Natural gas pipeline operators may be able to better understand the condition of their critical assets through a technology that integrates networked software with complex physical machinery, today more commonly known as the industrial internet.

General Electric (GE) is credited with coining the term industrial internet a few years ago, but whatever it’s called, it’s a term that’s used by the oil and gas industry in a variety of ways. The energy industry monitors its physical assets, such as watching remote onshore and offshore drilling rigs from offices in Houston. As technology becomes more complex, technology providers like GE Oil & Gas have begun advancing more complex solutions for a variety of applications, like the natural gas pipeline systems that stretch from coast to coast.

Its first-ever pipeline industrial internet offering unveiled this week, the Intelligent Pipeline Solution (IPS), is a partnership with Accenture. IPS combines GE’s pipeline management software with Accenture’s digital technology and systems integration capabilities. Columbia Pipeline Group (CPG), which operates within the Appalachian Basin, is to be the first customer to implement the technology across its network of 15,700 miles of interstate natural gas pipelines.

“We need an agile and comprehensive pipeline solution that could be delivered quickly and allows for a more real-time view of pipeline integrity across our interstate natural gas pipelines,” said CPG’s Shawn Patterson, president of operations and project delivery. “GE’s industrial internet software platform and extensive pipeline equipment and inspection capabilities combined with Accenture’ strong industry knowledge, digital capabilities and experience with business process and systems integration made them the clear choice for CPG.”

CPG, a unit of NiSource Inc., is undergoing substantial infrastructure growth because of the Marcellus and Utica shales (see Daily GPI, Sept. 8; Aug. 12).

The CPG contract was but one of the new offerings that GE Oil & Gas executives discussed at the company’s initial investor day on Wednesday. The industrial internet is key to all things going forward, said Chief Technology Officer Eric Gebhardt.

“The industrial internet is something that plays well across all oil and gas,” he said. “We are able to invent the sensors and the signal processing that collect data,” and leverages other GE offerings, “and by doing that we get access to more information.

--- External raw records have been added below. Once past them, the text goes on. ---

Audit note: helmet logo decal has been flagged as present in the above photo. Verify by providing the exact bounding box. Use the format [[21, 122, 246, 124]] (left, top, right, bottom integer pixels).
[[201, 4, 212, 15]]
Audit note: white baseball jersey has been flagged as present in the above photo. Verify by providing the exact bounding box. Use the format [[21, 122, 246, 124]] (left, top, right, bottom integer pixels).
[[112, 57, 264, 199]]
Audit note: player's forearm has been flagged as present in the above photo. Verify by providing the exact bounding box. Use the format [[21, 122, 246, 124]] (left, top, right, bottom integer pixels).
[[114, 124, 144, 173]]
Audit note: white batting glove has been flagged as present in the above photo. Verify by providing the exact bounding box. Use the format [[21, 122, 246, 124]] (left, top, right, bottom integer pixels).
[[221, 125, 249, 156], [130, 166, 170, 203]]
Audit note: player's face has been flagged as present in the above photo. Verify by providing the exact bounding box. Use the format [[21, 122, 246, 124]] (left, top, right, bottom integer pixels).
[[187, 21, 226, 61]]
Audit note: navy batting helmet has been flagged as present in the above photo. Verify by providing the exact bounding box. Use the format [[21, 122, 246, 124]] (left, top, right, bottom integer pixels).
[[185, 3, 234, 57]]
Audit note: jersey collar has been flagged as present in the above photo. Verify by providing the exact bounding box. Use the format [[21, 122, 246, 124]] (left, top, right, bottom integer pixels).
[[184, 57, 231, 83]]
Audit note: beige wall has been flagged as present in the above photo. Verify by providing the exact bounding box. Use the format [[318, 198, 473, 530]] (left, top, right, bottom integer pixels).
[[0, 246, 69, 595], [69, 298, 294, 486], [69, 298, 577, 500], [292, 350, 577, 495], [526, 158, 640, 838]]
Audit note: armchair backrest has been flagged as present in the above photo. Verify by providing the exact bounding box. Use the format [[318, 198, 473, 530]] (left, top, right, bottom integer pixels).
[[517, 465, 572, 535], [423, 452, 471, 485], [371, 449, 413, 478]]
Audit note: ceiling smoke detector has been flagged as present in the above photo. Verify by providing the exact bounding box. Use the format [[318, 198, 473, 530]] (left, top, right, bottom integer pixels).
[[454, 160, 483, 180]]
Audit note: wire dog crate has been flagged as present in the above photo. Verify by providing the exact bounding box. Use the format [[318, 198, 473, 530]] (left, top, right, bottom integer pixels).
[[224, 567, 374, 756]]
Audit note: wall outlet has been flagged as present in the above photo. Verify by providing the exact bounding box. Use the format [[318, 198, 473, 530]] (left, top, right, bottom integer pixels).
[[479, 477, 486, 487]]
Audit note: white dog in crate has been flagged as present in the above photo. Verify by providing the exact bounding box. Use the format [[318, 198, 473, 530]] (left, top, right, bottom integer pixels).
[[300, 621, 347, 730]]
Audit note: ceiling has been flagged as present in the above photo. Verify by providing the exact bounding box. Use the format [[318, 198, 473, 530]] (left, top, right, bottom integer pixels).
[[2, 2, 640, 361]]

This more information will then create the analytics and the algorithms around this based on our domain knowledge.

“And the domain knowledge is both in the equipment side or emerged in the physics of the equipment but also understanding the process and how our customers use this equipment.”

The pipeline management system to be used by CPG “helps customers proactively make the right decisions at the right time to keep their assets safe,” said Brian Palmer, CEO of the GE Oil & Gas measurement and control arm. “We anticipate transportation pipeline companies using the solution will see operational efficiency improvements in integrity, maintenance, safety and regulatory compliance.”

GE’s midstream pipeline customers in North America are “faced with aging infrastructure, faced with the safety and regulatory concerns, really faced with the challenges that that pipeline industry has around reliability, around accidents, around events,” said Palmer. Some of its customers “asked us to help them integrate current historical pipeline and pipeline equipment condition data with their active demand forecasting and operating data to allow them to try to predict when they need to take a shutdown to drive normally scheduled maintenance” and how to avoid accidents.

“The oil and gas arm “is by far our largest industry,” he said. “When you think about the customers challenges in their operation today you think about more remote and more complex operations, tighter regulations, tighter reporting requirements…and what we see as a skills gap in the industry.

“Frankly, in an aging technical workforce…we think the opportunity is [to take] that data from the machine in process and use it to drive reliability, use it to drive efficiency, use it to drive production optimization.” The simple goal is to eliminate downtime.

Technology is the “enabler for all aspects of the oil and gas cycle,” Palmer added.

An example of GE’s cross technology used by the oil and gas industry is the production optimization solution created for Chevron Corp. It originally was designed for enhanced imaging technology for the healthcare industry. The software platform was reconfigured and now measures “multiple phases coming out of a land-based production well, being able to measure continuously oil, water, gas, sand mix,” said Palmer.

GE is partnering with Chevron on a pilot in Bakersfield, CA, that covers 20,000 producing wells. “We’ve already installed 500 meters in their operations,” he said. “Their target is 3% production improvement on an annual basis because of the ability to balance and optimize those wells.”

GE also is expanding a pilot project with Ferus Natural Gas Fuels and Statoil SA to capture flared gas in North Dakota oilfields and use it to power Statoil ASA drilling rigs. The expansion is the first by Statoil to move into full commercial adoption of the GE/Ferus Last Mile Fueling Solution, which would enable the producer to comply with flaring regulations in the state.